Lack of progress in tax policy coordination between Thailand and other Asean members could lead to disputes and tax-payers could end up being victims, tax experts said. Tax disputes are already happening as different parties interpret domestic tax laws differently. In some cases, it leads to taxpayers suffering from double taxation imposed by Asean governments, Prapas Kong-ied, a judge at the Central Tax Court, said yesterday. Many tax disputes have happened and in some cases recently, the Supreme Court had to issue a ruling, Prapas said at the Asia-Pacific tax forum hosted by the Fiscal Policy Office.

About 42 companies from various industries have lodged a complaint with the Central Administrative Court over an official order requiring employers to raise their daily minimum wages. The move is a last ditch attempt by 42 Thai and Japanese firms to block the big pay hike, which they believe the government has pushed for without any appropriate reason. Their petition may affect more than 5.4 million workers who are hoping to get the higher pay from next month, according to Labour Ministry Permanent Secretary Somkiat Chayasriwong. “They have claimed the order issued by the Central Wage Committee [CWC] is illegal,” Somkiat said, in his capacity as the CWC chairman. “But I have already explained to the court that we have taken all relevant factors into account.” 

USA

The Goldman Sachs resignation letter heard around the world has increased pressure on US regulators to quickly put in place a tough version of the Volcker rule that forces Wall Street to stop betting aggressively for its own bottom line. Greg Smith became an overnight sensation when the Goldman banker published a withering resignation letter in the New York Times on Wednesday. Smith described his former employer as a toxic Wall Street factory that only thinks about making money, mocking clients by referring to them as ‘muppets.’ For reform advocates, the editorial showed that Wall Street failed to learn its lesson after risky trades brought global markets to their knees in 2008.
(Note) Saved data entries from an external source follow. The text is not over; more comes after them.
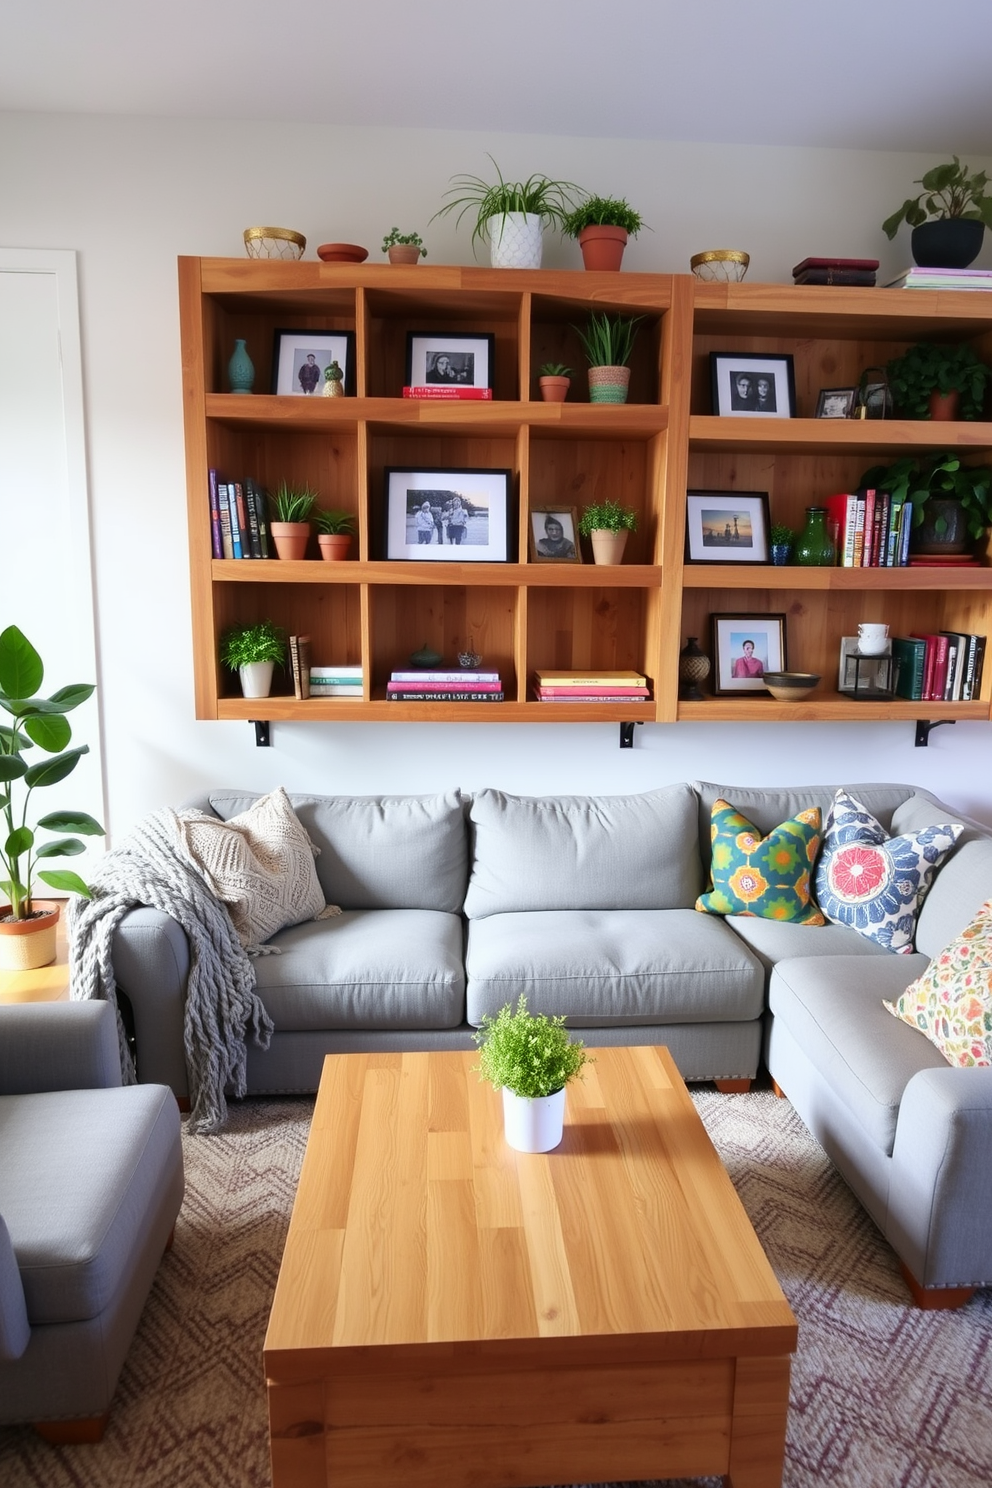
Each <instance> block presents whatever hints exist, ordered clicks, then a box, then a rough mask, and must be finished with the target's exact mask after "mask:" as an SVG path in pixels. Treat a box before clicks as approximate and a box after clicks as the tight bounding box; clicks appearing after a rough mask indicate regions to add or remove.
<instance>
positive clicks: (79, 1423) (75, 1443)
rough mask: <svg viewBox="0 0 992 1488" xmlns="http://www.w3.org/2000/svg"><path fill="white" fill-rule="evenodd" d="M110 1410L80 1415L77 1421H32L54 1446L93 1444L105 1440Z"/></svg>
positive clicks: (42, 1434)
mask: <svg viewBox="0 0 992 1488" xmlns="http://www.w3.org/2000/svg"><path fill="white" fill-rule="evenodd" d="M109 1420H110V1411H104V1414H103V1415H86V1417H79V1420H76V1421H31V1426H33V1427H34V1430H36V1431H37V1434H39V1436H40V1437H43V1439H45V1440H46V1442H51V1443H52V1446H92V1443H94V1442H101V1440H103V1433H104V1431H106V1428H107V1421H109Z"/></svg>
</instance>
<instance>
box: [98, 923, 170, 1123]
mask: <svg viewBox="0 0 992 1488" xmlns="http://www.w3.org/2000/svg"><path fill="white" fill-rule="evenodd" d="M110 957H112V961H113V975H115V981H116V982H117V988H119V990H120V991H122V992H125V994H126V998H128V1001H129V1004H131V1012H132V1015H134V1042H135V1062H137V1070H138V1080H140V1082H141V1085H168V1086H171V1089H173V1094H174V1095H177V1097H178V1098H181V1100H183V1098H187V1097H189V1085H187V1080H186V1054H184V1046H183V1018H184V1010H186V982H187V978H189V964H190V955H189V940H187V939H186V931H184V930H183V927H181V926H180V924H177V923H175V920H173V918H171V917H170V915H167V914H164V912H162V911H161V909H131V911H128V914H126V915H123V918H122V920H120V923H119V924H117V927H116V930H115V936H113V945H112V948H110Z"/></svg>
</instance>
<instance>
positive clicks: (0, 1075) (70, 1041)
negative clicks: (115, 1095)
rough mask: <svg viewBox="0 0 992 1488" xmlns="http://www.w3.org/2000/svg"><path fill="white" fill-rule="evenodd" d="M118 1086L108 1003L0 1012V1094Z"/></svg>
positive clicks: (39, 1003) (15, 1094) (92, 1088)
mask: <svg viewBox="0 0 992 1488" xmlns="http://www.w3.org/2000/svg"><path fill="white" fill-rule="evenodd" d="M109 1085H120V1052H119V1048H117V1024H116V1019H115V1013H113V1007H112V1006H110V1004H109V1003H97V1001H94V1003H12V1004H9V1006H4V1007H3V1009H0V1095H27V1094H31V1092H34V1091H83V1089H100V1088H104V1086H109Z"/></svg>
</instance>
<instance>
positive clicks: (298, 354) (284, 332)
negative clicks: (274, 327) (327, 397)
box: [272, 330, 355, 397]
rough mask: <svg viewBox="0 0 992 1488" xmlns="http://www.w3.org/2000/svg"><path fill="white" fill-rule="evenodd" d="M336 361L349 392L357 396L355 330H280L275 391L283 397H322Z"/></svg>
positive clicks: (273, 361) (272, 353) (274, 379)
mask: <svg viewBox="0 0 992 1488" xmlns="http://www.w3.org/2000/svg"><path fill="white" fill-rule="evenodd" d="M332 362H336V363H338V366H339V368H341V372H342V381H344V387H345V393H348V394H354V390H355V333H354V330H277V332H275V344H274V347H272V391H274V393H278V394H280V396H293V397H320V396H321V394H323V391H324V382H326V381H327V376H326V373H327V369H329V366H330V363H332Z"/></svg>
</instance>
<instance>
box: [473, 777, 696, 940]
mask: <svg viewBox="0 0 992 1488" xmlns="http://www.w3.org/2000/svg"><path fill="white" fill-rule="evenodd" d="M470 817H471V826H473V862H471V878H470V881H468V893H467V896H466V914H467V915H468V918H470V920H485V917H486V915H498V914H513V912H518V911H526V909H692V906H693V903H695V902H696V894H698V893H699V891H700V888H702V869H700V862H699V850H698V845H696V793H695V792H693V789H692V787H690V786H686V784H678V786H666V787H665V789H663V790H650V792H647V793H644V795H638V796H510V795H507V793H506V792H503V790H480V792H477V795H476V796H474V799H473V802H471V808H470Z"/></svg>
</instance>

The Securities and Exchange Commission (SEC) on Thursday released a new economic analysis that will be used to justify a critical final rule that will determine which companies will face new regulations of their derivatives trading. Opponents of new regulations have been successful in overturning SEC rules by challenging the quality of supporting economic analysis and by complaining interested parties were given insufficient time to comment. The 41pages analysis of the credit-default swap market comes as the SEC and Commodity Futures Trading Commission are still struggling to agree on joint final rules that will define who will be designated as a ‘swap dealer’ and ‘major swap participant.’

Economic growth showed signs of becoming more self-sustaining as the number of Americans claiming new jobless benefits fell back to a four-year low last week and manufacturing activity in the Northeast picked up this month.